The new material which completes The Urania Trilogy is guided by a hand which too often fails to understand when to let the reins go. Yet formally, visually, Falco is doing something interesting in virtually every scene. Falco is as tapped into his specific influences as he is tuned out of everyone else’s, resulting in a sensuous brocade of familiar references (Falco has repeatedly cited the influence of a titanic triumvirate of Austrian émigrés — Lang, von Sternberg, and von Stroheim, whose pulpy and exuberant Foolish Wives seems a direct progenitor), mysterious signifiers, and sui generis incursions into the form that propel it to exhilarating new heights.
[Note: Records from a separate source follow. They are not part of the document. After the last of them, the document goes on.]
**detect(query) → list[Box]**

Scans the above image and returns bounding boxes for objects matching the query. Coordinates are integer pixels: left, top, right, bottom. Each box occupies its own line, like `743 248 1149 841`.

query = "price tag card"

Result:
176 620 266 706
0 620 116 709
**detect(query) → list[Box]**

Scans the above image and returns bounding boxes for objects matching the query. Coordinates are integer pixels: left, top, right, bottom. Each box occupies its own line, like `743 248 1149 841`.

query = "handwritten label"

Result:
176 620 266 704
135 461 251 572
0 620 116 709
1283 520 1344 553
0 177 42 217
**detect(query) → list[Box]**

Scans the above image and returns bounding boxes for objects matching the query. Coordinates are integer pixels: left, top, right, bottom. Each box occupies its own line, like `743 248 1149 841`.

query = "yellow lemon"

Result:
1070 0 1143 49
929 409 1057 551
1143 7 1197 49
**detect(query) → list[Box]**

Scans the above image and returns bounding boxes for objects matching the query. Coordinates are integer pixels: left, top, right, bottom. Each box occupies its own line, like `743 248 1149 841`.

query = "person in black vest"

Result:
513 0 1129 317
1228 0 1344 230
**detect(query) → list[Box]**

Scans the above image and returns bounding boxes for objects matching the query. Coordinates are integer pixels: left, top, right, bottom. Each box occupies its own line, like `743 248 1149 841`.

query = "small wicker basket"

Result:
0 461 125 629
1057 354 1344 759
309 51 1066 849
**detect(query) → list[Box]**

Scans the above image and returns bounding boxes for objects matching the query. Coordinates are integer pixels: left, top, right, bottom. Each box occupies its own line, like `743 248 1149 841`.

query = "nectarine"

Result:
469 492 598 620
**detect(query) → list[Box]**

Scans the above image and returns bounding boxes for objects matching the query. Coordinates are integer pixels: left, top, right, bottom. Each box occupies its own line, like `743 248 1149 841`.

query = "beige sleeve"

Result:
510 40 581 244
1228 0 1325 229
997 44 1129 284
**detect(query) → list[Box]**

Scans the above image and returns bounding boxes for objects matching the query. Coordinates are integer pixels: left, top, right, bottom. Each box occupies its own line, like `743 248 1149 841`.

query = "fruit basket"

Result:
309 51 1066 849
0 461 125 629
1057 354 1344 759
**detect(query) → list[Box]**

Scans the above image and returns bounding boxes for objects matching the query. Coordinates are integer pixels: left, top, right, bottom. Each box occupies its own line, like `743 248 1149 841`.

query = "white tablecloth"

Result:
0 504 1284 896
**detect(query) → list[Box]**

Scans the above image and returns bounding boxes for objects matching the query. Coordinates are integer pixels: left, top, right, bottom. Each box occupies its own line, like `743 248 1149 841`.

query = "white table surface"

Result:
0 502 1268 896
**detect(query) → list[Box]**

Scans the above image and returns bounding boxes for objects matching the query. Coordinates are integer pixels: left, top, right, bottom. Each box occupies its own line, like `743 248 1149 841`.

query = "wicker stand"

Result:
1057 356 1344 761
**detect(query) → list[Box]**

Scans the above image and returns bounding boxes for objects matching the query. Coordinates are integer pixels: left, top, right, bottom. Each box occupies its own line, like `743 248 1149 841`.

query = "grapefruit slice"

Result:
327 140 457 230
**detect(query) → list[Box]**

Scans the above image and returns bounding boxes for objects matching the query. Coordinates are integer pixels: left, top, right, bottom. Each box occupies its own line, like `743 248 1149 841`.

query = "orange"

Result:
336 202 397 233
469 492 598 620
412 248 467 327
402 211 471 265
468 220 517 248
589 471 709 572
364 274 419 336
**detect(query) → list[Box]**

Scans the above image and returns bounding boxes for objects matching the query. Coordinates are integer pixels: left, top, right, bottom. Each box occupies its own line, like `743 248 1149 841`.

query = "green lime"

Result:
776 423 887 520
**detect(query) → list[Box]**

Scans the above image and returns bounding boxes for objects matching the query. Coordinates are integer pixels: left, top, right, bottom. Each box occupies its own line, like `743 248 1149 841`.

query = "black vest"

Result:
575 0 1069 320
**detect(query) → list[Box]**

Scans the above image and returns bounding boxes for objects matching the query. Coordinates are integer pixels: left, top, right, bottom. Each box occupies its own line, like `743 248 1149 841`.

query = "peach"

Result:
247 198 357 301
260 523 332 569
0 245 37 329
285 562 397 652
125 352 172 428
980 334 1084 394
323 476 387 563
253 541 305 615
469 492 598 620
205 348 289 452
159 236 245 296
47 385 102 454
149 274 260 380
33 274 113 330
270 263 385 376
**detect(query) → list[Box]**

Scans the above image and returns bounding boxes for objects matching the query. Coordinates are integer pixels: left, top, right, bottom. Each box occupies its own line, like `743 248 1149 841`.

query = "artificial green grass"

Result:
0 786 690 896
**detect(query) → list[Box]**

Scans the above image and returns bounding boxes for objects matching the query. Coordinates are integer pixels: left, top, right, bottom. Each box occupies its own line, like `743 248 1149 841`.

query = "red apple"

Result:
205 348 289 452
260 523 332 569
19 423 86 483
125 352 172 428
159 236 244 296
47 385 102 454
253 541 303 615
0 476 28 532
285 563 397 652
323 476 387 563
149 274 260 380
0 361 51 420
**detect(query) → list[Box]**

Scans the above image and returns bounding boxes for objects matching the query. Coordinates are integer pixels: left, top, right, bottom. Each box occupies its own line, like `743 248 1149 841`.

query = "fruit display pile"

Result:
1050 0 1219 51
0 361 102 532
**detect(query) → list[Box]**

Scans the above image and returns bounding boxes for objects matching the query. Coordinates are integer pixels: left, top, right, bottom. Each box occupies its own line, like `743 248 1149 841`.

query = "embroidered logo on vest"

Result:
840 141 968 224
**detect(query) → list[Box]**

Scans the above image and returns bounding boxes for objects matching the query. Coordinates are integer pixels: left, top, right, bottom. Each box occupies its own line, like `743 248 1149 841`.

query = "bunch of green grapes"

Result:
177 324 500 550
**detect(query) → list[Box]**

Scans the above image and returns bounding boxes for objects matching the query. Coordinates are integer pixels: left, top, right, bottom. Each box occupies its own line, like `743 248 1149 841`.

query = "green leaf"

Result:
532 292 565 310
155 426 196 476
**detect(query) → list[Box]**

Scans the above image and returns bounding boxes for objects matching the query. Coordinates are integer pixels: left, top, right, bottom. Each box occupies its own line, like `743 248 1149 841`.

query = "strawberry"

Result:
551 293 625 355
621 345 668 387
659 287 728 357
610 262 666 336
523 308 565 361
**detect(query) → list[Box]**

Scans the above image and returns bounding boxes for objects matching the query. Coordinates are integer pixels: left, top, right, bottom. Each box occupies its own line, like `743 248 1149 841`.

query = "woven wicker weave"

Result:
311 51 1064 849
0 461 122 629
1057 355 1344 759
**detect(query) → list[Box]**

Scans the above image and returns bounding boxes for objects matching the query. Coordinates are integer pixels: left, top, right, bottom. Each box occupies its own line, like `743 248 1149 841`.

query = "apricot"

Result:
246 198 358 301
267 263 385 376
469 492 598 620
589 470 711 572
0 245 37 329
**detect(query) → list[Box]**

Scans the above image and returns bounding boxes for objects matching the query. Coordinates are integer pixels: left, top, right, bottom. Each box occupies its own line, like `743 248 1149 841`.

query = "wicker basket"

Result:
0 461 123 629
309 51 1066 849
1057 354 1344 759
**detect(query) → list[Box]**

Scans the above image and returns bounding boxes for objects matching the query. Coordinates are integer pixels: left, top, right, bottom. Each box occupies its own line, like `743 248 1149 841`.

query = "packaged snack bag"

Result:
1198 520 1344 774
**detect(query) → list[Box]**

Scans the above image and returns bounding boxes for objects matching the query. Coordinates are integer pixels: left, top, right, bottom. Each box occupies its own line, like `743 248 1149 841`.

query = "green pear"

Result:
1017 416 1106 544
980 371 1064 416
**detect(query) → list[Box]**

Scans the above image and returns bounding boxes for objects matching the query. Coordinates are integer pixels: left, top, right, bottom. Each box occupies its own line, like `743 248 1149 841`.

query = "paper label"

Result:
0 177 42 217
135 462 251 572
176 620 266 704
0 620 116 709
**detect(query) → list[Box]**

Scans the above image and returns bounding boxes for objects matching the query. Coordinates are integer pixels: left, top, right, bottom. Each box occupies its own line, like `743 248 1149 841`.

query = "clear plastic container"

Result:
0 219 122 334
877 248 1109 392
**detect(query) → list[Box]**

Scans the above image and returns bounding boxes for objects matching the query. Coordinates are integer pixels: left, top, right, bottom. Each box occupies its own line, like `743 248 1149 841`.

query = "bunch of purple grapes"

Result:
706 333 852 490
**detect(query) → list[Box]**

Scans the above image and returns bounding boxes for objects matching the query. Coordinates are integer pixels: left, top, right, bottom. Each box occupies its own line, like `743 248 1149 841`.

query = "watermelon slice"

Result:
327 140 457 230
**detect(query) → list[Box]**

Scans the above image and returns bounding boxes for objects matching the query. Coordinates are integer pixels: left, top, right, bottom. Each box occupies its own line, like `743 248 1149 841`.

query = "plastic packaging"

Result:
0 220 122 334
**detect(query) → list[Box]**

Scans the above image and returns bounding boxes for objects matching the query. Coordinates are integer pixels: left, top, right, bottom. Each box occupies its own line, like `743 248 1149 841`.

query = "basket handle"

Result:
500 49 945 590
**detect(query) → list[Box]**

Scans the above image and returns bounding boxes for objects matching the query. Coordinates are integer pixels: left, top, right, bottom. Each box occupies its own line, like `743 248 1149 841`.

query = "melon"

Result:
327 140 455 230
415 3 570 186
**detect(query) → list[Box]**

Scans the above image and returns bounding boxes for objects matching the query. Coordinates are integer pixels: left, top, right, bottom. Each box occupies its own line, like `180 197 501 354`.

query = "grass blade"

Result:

Falco phases from voiceover to asynchronous sound to guttural, industrial soundscapes; subtitles drift away from sync with characters’ speech and drift across the frame. There’s split screen, slow motion, replays, overshot scenes that cut long after when would be natural. The hand-processed 16mm black-and-white reversal film stock is riddled with tender imperfections. The use of cellphones and talk of the iCloud within a Feuilladean frame immediately conjure Olivier Assayas, yet Falco is even more mischievous. “I can see myself in the mirror of your sequins,” a tango maestro whispers to Gina Lee during a ravishing dance sequence. It’s easy to compare The Urania Trilogy to everything, but among its contemporaries, it’s incomparable.

DIRECTOR: Tav Falco;  CAST: Via Kali, Peter Reisegger, Gustavo Falco;  IN THEATERS: February 15;  RUNTIME: 2 hr. 20 min.